By Michelle Graff
michelle.graff@nationaljeweler.com
Palm Springs, Calif.—Lenore Dailey, the beloved antique jewelry dealer who was a fixture at trade shows, died Wednesday evening at her home in Palm Springs, California following a nearly three-year battle with pancreatic cancer.

Dailey worked in a number of fields, including interior decorating, before discovering her passion—antique jewelry, said Alyssa Lynn.

Lynn is a third-generation antique jewelry dealer who runs her family’s Los Angeles-based business, Mary Ann-Tiques. Her mom and Dailey were so close, they were like sisters, and Lynn grew up calling Dailey her aunt.

She said Dailey’s entrée into the business was hair jewelry (meaning jewelry that incorporated human hair), which was not in demand when she started some 30 years ago.

“At the time, nobody wanted it,” Lynn said.

But Dailey stayed true to her interests, specializing in hair and mourning jewelry from the Victorian and Georgian eras and even earlier, never getting more modern than Art Deco (and even stocking very little of that).

“She found a niche in the business, and she loved it,” Lynn said, “and she made everybody else love it too.”

Over the years, Dailey kept growing her eponymous business and started exhibiting at trade-only as well as consumer-facing jewelry shows on the East Coast, while also encouraging her friends at Mary Ann-Tiques to branch out from the West Coast.


Her booth become a must-visit at every trade show she attended, from Miami to Michigan to Maryland to Vegas.

She also served as a font of well-researched information for collectors, other dealers and editors alike, including the editors of National Jeweler.

Antique and collectibles expert Harry Rinker, who considered Dailey a close friend, said she was his primary consultant in assembling his wife’s Victorian Era jewelry study collection, and also was his “go-to” person for questions on Victorian and Edwardian jewelry.

“Lenore’s greatest strengths were her gregarious personality, her ability to personalize a piece of jewelry using historical facts and anecdotal stories, and her willingness to share knowledge without expecting anything in return,” he wrote in an email to National Jeweler Thursday.

“She made jewelry come alive.
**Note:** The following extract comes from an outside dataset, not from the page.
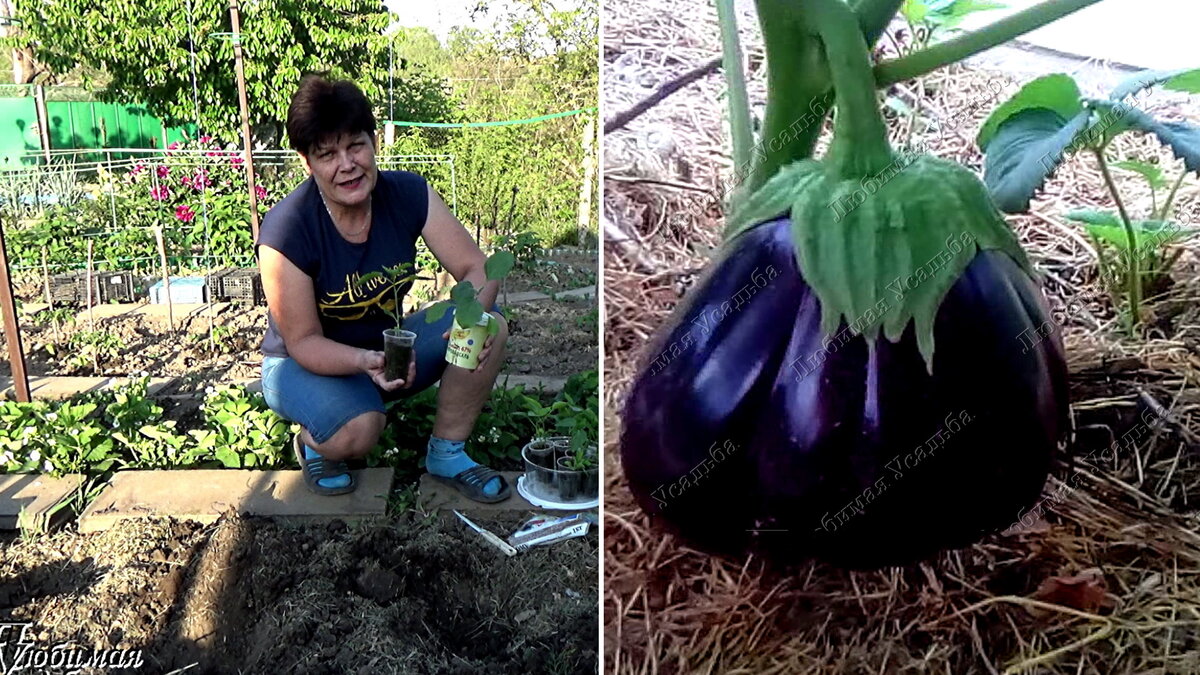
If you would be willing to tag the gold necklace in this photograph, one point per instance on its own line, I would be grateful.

She was as much a teacher as she was a dealer.”

Despite her vast knowledge, Dailey never would have described herself as an antique jewelry “expert.”

In a 2014 interview with National Jeweler on Georgian mourning jewelry, Dailey demurred when asked about being labeled an expert on mourning jewelry, instead referring to herself as an “enthusiastic collector with much to learn.”


News of Dailey’s passing was shared on her Instagram account, @lenoredailey, on Thursday.

“We cannot possibly express our feelings of loss,” the post read. “Lenore will continue in treasured memory and is expressed in the abundant beauty that she shared with everyone.

“Her kindness and generosity will continue on through all of you, follow your passions and go buy a jewel!”

Word of Dailey’s passing spread quickly, and those in the jewelry community began sharing photos and memories of the beloved antiques dealer, including Danielle Miele (@gemgossip), Becky Stone (@diamondsinthelibrary) and Cathleen McCarthy (@thejewelryloupe).

Lynn said Dailey had no children of her own but became a mother figure to many young people in the jewelry industry; Stone described her as “our antique jewelry fairy godmother.”

Katrina Canady, show manager for U.S. Antique Shows, which runs the Las Vegas Antique Jewelry & Watch Show among many others, said her mentorship is a major piece of Dailey’s legacy.

“When I think of Lenore, whom I have known for 13 years, I immediately think about how supportive she was of young, up-and-coming dealers and collectors, especially women,” she said.

“She would generously give these young women her time and take them under her wing, selflessly sharing her knowledge and showing them the ropes. She will be deeply missed by me personally and by everyone in our U.S. Antique Shows community.”

Lynn said services are scheduled to take place Feb. 20 in Palm Springs.

She said Dailey’s Instagram account will remain active, as she has tons of inventory. Instagram users will still be able to see and purchase her items.

In addition, they will keep “Lenore Dailey LLC” on the booth at trade shows—which she usually splits with Mary Ann-Tiques—and Dailey’s inventory will still be sold there as well.

“She’s going to still be going,” Lynn said. “That’s what she really wanted.”